Israeli Life: Being There
I didn’t know Ethiopians had a coffee ceremony—a kind of African version of the Japanese tea ceremony—until during a visit to the country from Israel, I witnessed a woman behind the counter of an Addis Ababa bar slowly rinsing coffee beans.
Deliberately and with great concentration, she passed a round tin pan filled with one layer of fresh beans back and forth under running water. Eventually, “Ethiopian cultural coffee” would be brewed from these very beans.
Eventually is right. I didn’t get to see the rest of the ceremony (called buna) in the bar, but a week later, after a lunch that was more a feast in the home of an Ethiopian Israeli friend’s sister, I not only saw but participated in the ceremony. Start to finish—washing the beans, drying them slowly over a flame, turning the beans with a long-handled implement as they roasted, grinding them to a fine powder with a mortar and pestle, and brewing—took an hour. An hour to make coffee in the middle of the day! Who has that kind of time?
Ethiopians do. That commodity we Israelis are constantly out of and constantly seeking seems a given with our African brothers and sisters. The coffee ceremony, or the kind of culture that engenders it, may be the secret behind the tranquillity many of us admire in the Ethiopians we see or know. The other day I was late for a work meeting with an Ethiopian friend. He greeted me with a smile and said, “Ah, you’re on Ethiopian time.”
The house I was in for lunch had only one room but the couple who lived in it smiled a lot. After four years of unemployment, Tesfaye was working as a security guard. Meseret is expecting their first child. When we went into the common courtyard to roast the coffee beans, several neighbors joined us. One brought the popcorn that’s part of the ceremony; another lit the fire to roast the cardamom (also part of the ceremony) simply for the aroma—kind of like homemade incense.

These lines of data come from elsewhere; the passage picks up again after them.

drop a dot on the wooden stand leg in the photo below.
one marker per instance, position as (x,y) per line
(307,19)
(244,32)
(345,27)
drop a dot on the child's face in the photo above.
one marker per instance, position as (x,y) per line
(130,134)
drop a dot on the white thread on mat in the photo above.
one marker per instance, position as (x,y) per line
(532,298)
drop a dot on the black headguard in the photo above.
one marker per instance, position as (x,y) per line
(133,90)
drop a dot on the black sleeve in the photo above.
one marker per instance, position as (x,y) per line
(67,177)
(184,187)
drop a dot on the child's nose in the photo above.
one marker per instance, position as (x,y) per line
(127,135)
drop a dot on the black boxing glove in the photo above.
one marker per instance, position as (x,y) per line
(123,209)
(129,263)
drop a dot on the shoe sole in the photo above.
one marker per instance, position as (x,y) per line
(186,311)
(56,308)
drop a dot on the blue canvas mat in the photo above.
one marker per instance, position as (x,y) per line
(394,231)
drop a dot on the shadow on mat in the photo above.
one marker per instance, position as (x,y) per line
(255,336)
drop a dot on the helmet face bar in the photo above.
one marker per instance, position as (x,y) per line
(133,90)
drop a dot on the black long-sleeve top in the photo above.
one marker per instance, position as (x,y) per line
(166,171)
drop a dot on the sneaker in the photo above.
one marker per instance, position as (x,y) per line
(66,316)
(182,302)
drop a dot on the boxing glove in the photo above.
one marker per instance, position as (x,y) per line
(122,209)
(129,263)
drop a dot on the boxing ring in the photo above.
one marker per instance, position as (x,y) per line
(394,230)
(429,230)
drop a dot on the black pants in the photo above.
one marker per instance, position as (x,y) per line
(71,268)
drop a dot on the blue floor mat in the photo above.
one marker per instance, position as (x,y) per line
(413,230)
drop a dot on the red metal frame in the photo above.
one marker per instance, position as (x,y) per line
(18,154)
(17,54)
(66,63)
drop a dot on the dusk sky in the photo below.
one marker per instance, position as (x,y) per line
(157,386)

As one of the neighbors and I took turns grinding the beans, Meseret told me that when her sister, Talalu, had made aliya she had thrown away her mortar and pestle (she made a gesture of throwing something into the bushes). In Israel, Talalu had proudly said, she would have an electric coffee grinder.
In her Neve Yaakov apartment, Talalu has an electric injara (Ethiopian flat bread) maker. She works full time cleaning in a factory, then stays up late cooking, cleaning her house and taking care of her husband and two teenage daughters. But she still seems to have time. She hugs better than anyone I know. She laughs a lot. She looks you in the eyes when she talks to you. Like other Ethiopians I know, she listens without interrupting—practically a lost art in our culture. When she’s with you, you feel she’s all there, heart and soul.
Maybe that’s the secret embodied in the coffee ceremony. Maybe it’s not that Ethiopians have more time, but that they tend to be fully there in the time they have. Perhaps growing up in a society in which a whole hour is devoted to making coffee instilled in them an inner bliss, the ability to be fully in the moment, something we all strive for with our meditation practices and our yoga classes.
Roasting and hand-grinding your own coffee beans not only gives you excellent coffee, it forces you to slow down. When your hands are busy in some productive activity, it creates an oppurtunity to connect with those around you in a way that seems easier and more natural. It provides space for being together in silence as well.
A friend calls the Ethiopians in our midst a national treasure. If we can become imbued with their calm presence, we pressured, harried Israelis will have gained a treasure ourselves.